3. Von Porthcurno nach Sennen Cove

Beginn: Parkplatz in Porthcurno

Ende: Parkplatz Sennen Cove

Distanz: 10 Kilometer

Zeit: Zwei bis drei Stunden

Schwierigkeit: Mittel

Einkehrmöglichkeiten: Einfache Snacks im spektakulär gelegenen »First and Last House«, edle Fleisch-, Pasta- oder Seafood-Gerichte im »Ben Tunnicliff« in Sennen Cove

Cornwall aus der Luft
Von Strand zu Strand im westlichsten Zipfel Cornwalls – das ist die ideale Wanderung in den Sonnenuntergang. Los geht’s am Porthcurno Beach, am besten steigt man hier die Steinstufen zum berühmten Minack Theater hinauf. Ein sehr steiles Stück, für das man auf jeden Fall trittfest sein sollte. Beim Theater werden wir mit einem wunderschönen Blick zurück über den weitläufigen Strand belohnt. Wenn nicht gerade eine Vorstellung stattfindet, kann man das Theater besichtigen, ein lohnender Stopp. Wir folgen den Wegweisern Richtung Porthgwarra und passieren bald den Porthchapel Beach, der übrigens auch aus der Nähe gesehen ein echtes Schmuckstück ist. Mittlerweile wird die Landschaft bereits in goldenes Licht getaucht. Es sind noch zwei Stunden nach Sennen Cove, darum marschieren wir weiter. Das Fischerdörfchen Porthgwarra ist so klein wie entzückend. Eigentlich trennen es Klippen von der Küste, doch längst sind zwei Tunnel durch den Stein getrieben worden.

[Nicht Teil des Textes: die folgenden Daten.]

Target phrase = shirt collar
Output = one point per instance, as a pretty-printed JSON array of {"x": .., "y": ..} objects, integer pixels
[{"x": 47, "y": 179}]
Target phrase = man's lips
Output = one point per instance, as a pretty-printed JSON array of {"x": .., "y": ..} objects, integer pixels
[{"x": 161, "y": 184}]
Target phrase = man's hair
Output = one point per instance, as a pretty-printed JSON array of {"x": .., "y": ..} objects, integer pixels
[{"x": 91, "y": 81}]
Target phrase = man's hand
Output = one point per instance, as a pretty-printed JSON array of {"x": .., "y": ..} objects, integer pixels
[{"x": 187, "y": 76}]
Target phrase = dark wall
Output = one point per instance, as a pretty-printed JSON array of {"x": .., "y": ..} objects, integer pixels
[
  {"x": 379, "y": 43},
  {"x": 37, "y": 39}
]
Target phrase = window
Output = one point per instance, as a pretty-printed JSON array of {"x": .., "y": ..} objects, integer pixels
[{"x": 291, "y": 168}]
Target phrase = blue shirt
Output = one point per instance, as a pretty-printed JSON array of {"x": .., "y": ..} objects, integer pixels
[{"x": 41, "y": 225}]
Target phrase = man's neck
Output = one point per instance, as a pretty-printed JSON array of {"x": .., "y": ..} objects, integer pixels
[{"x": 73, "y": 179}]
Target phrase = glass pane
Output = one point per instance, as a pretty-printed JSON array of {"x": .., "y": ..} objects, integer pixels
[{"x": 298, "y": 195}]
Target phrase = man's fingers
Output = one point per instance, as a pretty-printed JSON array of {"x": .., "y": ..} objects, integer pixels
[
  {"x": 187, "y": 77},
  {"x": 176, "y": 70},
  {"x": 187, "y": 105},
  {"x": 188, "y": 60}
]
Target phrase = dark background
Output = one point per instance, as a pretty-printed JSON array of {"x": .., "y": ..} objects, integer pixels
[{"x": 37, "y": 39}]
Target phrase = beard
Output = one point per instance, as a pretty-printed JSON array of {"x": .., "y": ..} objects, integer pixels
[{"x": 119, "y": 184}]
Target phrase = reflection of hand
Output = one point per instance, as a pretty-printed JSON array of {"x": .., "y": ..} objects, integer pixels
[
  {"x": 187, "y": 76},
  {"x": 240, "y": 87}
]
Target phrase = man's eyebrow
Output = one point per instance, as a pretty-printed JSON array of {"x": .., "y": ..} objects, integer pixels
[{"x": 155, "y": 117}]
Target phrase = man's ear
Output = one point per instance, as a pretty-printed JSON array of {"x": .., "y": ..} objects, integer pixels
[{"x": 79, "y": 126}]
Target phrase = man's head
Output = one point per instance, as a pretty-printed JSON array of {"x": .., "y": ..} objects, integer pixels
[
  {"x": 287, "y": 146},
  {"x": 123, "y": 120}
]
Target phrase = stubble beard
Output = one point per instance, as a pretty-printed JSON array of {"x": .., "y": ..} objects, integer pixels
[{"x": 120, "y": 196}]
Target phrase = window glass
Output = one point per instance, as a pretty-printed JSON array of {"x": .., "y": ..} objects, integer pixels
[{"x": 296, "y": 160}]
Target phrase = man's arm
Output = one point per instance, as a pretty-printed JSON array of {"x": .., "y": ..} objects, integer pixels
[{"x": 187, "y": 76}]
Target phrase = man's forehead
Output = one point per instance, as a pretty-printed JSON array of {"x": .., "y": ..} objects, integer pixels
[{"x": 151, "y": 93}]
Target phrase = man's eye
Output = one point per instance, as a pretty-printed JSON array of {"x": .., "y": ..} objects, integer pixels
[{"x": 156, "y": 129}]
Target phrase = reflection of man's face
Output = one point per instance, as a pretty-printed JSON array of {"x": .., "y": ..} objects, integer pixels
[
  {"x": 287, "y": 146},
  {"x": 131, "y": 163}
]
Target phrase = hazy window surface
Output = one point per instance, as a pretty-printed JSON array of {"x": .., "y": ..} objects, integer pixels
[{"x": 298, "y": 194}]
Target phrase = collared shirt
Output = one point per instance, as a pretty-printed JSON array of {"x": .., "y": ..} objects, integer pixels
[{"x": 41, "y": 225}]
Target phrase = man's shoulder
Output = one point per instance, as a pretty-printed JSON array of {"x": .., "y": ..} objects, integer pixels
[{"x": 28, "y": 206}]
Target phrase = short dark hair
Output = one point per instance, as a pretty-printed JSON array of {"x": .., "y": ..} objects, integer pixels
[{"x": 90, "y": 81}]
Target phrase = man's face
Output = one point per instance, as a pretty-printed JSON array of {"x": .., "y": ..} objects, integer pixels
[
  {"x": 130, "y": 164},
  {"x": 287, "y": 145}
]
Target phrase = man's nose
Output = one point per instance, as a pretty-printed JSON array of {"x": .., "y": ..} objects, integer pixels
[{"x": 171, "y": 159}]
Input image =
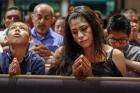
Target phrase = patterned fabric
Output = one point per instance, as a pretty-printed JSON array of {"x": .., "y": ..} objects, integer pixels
[{"x": 32, "y": 63}]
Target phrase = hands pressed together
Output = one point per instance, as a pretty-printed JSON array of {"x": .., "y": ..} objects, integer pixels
[
  {"x": 82, "y": 67},
  {"x": 14, "y": 67}
]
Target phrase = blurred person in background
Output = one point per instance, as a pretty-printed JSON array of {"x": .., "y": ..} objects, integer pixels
[
  {"x": 45, "y": 40},
  {"x": 59, "y": 25},
  {"x": 119, "y": 30},
  {"x": 17, "y": 59},
  {"x": 133, "y": 16}
]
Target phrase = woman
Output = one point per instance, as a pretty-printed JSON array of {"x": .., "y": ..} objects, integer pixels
[{"x": 84, "y": 52}]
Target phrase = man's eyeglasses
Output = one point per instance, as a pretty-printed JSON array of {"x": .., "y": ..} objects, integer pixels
[{"x": 121, "y": 41}]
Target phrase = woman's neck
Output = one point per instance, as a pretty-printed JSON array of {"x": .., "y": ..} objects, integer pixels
[{"x": 18, "y": 51}]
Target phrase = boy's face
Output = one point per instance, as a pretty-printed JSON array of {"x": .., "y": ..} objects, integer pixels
[
  {"x": 11, "y": 16},
  {"x": 118, "y": 40},
  {"x": 18, "y": 34}
]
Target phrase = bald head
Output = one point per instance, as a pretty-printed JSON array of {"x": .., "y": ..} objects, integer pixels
[{"x": 44, "y": 8}]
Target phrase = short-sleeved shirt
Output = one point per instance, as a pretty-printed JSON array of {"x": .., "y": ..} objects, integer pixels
[
  {"x": 52, "y": 39},
  {"x": 32, "y": 63}
]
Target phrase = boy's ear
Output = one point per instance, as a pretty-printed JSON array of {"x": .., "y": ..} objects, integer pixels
[{"x": 6, "y": 40}]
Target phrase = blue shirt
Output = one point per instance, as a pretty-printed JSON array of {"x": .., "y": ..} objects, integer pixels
[
  {"x": 52, "y": 39},
  {"x": 32, "y": 63}
]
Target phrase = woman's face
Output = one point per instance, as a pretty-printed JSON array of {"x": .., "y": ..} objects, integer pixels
[{"x": 81, "y": 32}]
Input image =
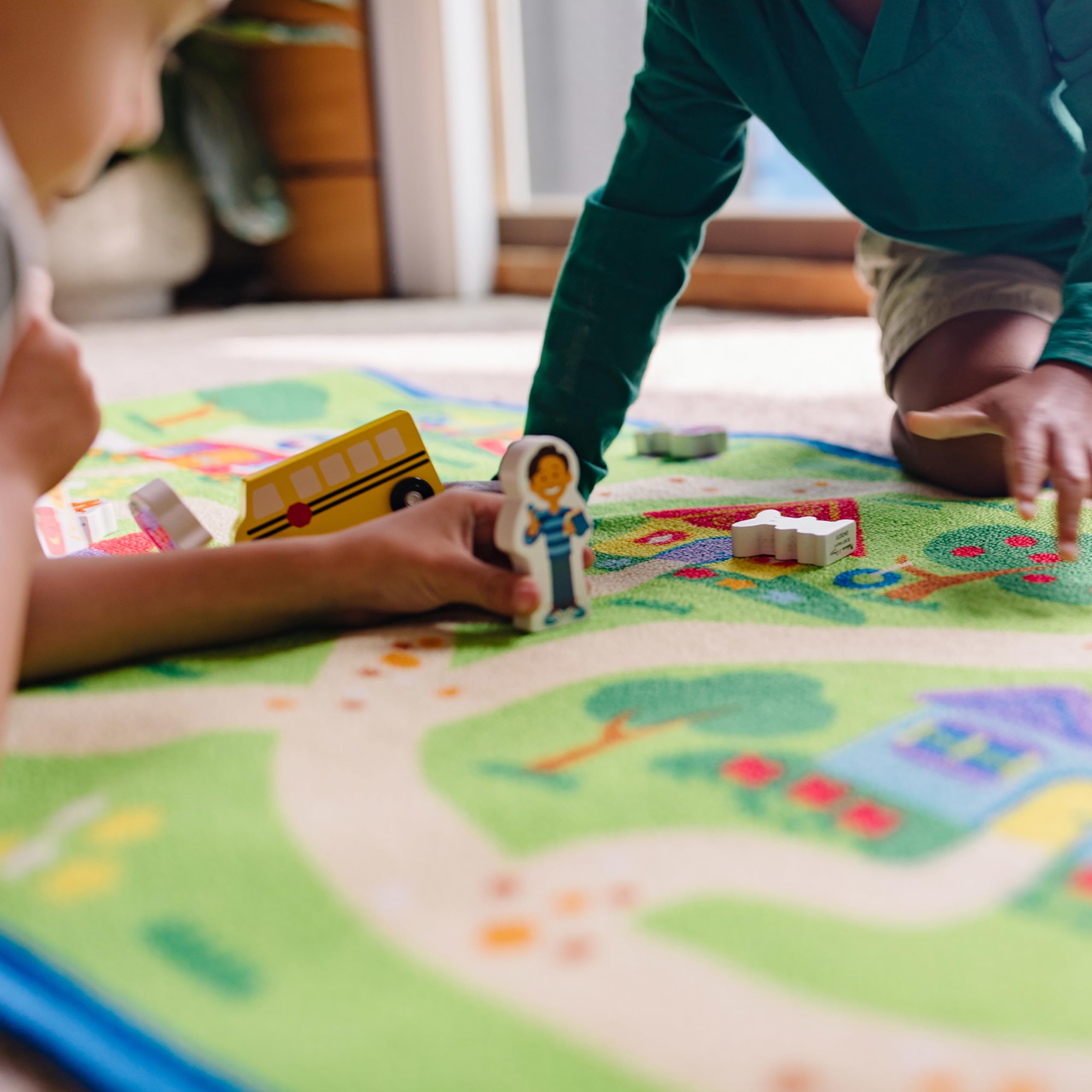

Wir können der Sonne beim Sinken zusehen, als wir uns dem Touristenmagneten Land’s End nähern. Dort ist tagsüber in den Restaurants und dem Vergnügungspark immer viel los. Wer den Massen entgehen möchte, wandert einfach an den Klippen ein Stück weiter den South West Coast Path entlang. Auf dem Weg sieht man an der Vegetation recht deutlich, dass diese Stellen des Küstenweges zu den rauesten gehören – hier regiert der Wind, alles ist zum Landesinneren gebeugt. Im kleinen »First and Last House« kaufen wir noch Proviant, bevor wir das letzte Stück im Sonnenuntergang zum schön gelegenen Surferstrand Sennen Cove gehen.